When I was about 13 years old I had a neighbor named John Buckholtz. Mr. Buckholtz made clown shoes for a living, a family business that dated back to 1873. His grandfather was Raymond Griffin, the son of James R. Griffin, who originally founded Griffin Theatrical Shoe Co. By the time the business was handed down to Mr. Buckholtz, he was one of less than a handful of clown shoemakers in the world, and arguably the only one who still custom made them by hand.

Occasionally I would do yard work for Mr. Buckholtz for extra money. Over time he recognized my work ethic and desire to learn, so one day he offered to teach me how to make clown shoes. With my mother’s permission and a nervous enthusiasm, I accepted, unaware of what was in store for me.

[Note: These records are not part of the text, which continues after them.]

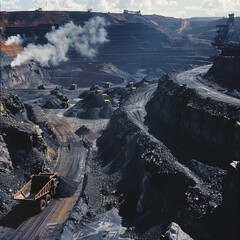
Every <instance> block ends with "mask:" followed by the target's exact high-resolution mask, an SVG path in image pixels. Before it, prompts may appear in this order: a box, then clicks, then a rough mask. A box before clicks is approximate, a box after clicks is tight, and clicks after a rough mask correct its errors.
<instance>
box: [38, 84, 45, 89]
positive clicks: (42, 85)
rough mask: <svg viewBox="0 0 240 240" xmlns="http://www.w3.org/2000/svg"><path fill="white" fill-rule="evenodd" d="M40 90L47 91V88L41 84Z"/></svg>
mask: <svg viewBox="0 0 240 240" xmlns="http://www.w3.org/2000/svg"><path fill="white" fill-rule="evenodd" d="M38 89H40V90H43V89H46V87H45V86H44V85H43V84H41V85H39V86H38Z"/></svg>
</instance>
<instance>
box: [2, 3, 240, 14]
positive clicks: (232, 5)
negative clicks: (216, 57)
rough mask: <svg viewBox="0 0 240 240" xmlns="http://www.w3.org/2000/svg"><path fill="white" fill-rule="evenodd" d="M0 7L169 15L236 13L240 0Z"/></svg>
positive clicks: (50, 5)
mask: <svg viewBox="0 0 240 240" xmlns="http://www.w3.org/2000/svg"><path fill="white" fill-rule="evenodd" d="M0 1H1V10H6V11H20V10H33V9H36V8H40V7H41V8H42V9H43V10H69V11H71V10H74V11H85V10H87V9H89V8H92V9H93V11H101V12H122V11H123V10H124V9H128V10H141V12H142V13H143V14H159V15H164V16H173V17H183V18H187V17H194V16H195V17H206V16H211V17H212V16H216V17H223V16H227V14H228V13H230V12H234V13H235V15H236V16H240V0H197V1H196V0H0Z"/></svg>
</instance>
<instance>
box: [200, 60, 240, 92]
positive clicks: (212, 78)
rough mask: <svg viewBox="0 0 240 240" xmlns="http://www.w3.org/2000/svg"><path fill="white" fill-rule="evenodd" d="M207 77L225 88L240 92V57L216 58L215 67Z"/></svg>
mask: <svg viewBox="0 0 240 240" xmlns="http://www.w3.org/2000/svg"><path fill="white" fill-rule="evenodd" d="M205 76H206V77H207V78H208V79H209V80H210V81H213V82H215V83H217V84H219V85H222V86H223V87H227V88H229V89H237V90H238V91H240V56H238V57H223V56H215V57H214V61H213V65H212V67H211V68H210V69H209V71H208V72H207V74H206V75H205Z"/></svg>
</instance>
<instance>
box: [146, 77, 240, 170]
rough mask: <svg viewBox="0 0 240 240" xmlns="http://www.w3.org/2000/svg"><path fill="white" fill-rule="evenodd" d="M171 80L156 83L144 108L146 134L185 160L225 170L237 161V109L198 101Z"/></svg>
mask: <svg viewBox="0 0 240 240" xmlns="http://www.w3.org/2000/svg"><path fill="white" fill-rule="evenodd" d="M172 77H174V76H164V77H163V78H161V79H160V80H159V84H158V88H157V91H156V92H155V95H154V97H153V98H152V100H151V101H150V102H149V104H148V105H147V112H148V115H147V120H146V123H147V124H148V126H149V129H150V131H151V132H152V133H153V134H154V135H155V136H156V137H157V138H160V139H161V138H165V139H167V140H168V143H169V145H175V146H178V148H180V149H181V150H182V151H183V153H184V152H185V153H187V154H189V158H195V159H201V161H202V162H205V163H207V164H210V165H212V164H213V165H216V166H221V167H226V166H228V165H229V164H230V163H231V161H232V160H240V106H236V105H235V106H234V105H228V104H225V103H223V102H217V101H214V100H212V99H211V98H207V99H202V98H201V97H200V96H199V95H198V94H197V92H196V91H195V90H193V89H189V88H187V87H186V86H179V85H177V84H176V83H174V82H173V81H172V80H171V78H172ZM172 149H173V150H174V147H173V148H172Z"/></svg>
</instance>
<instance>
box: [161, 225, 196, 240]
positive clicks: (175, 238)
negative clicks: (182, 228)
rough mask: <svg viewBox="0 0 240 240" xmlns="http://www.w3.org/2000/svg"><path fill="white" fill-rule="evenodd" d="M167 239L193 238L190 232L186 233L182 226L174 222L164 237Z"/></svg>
mask: <svg viewBox="0 0 240 240" xmlns="http://www.w3.org/2000/svg"><path fill="white" fill-rule="evenodd" d="M163 239H166V240H193V239H192V238H191V237H190V236H189V235H188V234H186V233H185V232H184V231H183V230H182V229H181V227H180V226H179V225H178V224H177V223H174V222H172V223H171V224H170V225H169V226H168V230H167V231H166V233H165V235H164V238H163Z"/></svg>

Mr. Buckholtz showed me the ropes, and helped me learn the process from start to finish. We cut the leather for the soles, ran the wax down the string to create the stitching, and with the colorful tops, stitched them together. It was amazing watching it all come together, and left me in awe learning how you could create something from nothing.

I walked away from this experience with two things that are with me to this day. One is the scar on my forehead that I would have been happy to leave behind. I got it from pressing so hard to get the awl through the leather to stitch them together that the strap you place on your foot came off and the nail flew up and hit me in the head. The second is the power and beauty of watching something manifest from nothing. It’s more than making clown shoes…it’s like a song that began as nothing more than a pen and paper, or a painting that started as an empty canvas. Piece by piece we built something of value, something that would mean something to someone.

Nowadays I see this same beauty in entrepreneurism. It starts as a vision, or an idea, but we craft our decisions and actions to create something that fills a need for others. Mr. Buckholtz’s family business lasted over 100 years, and did so out of the quality and customization they provided their clients. It’s interesting how we have come full circle from back when most all retailers were small and specialty to progressing in the industrial age to mass manufacturing and now back again to the specialty shops thriving by customizing to their clients respective needs. Can some form of customization help distinguish your product or service (the purple cow) and keep the competition at bay?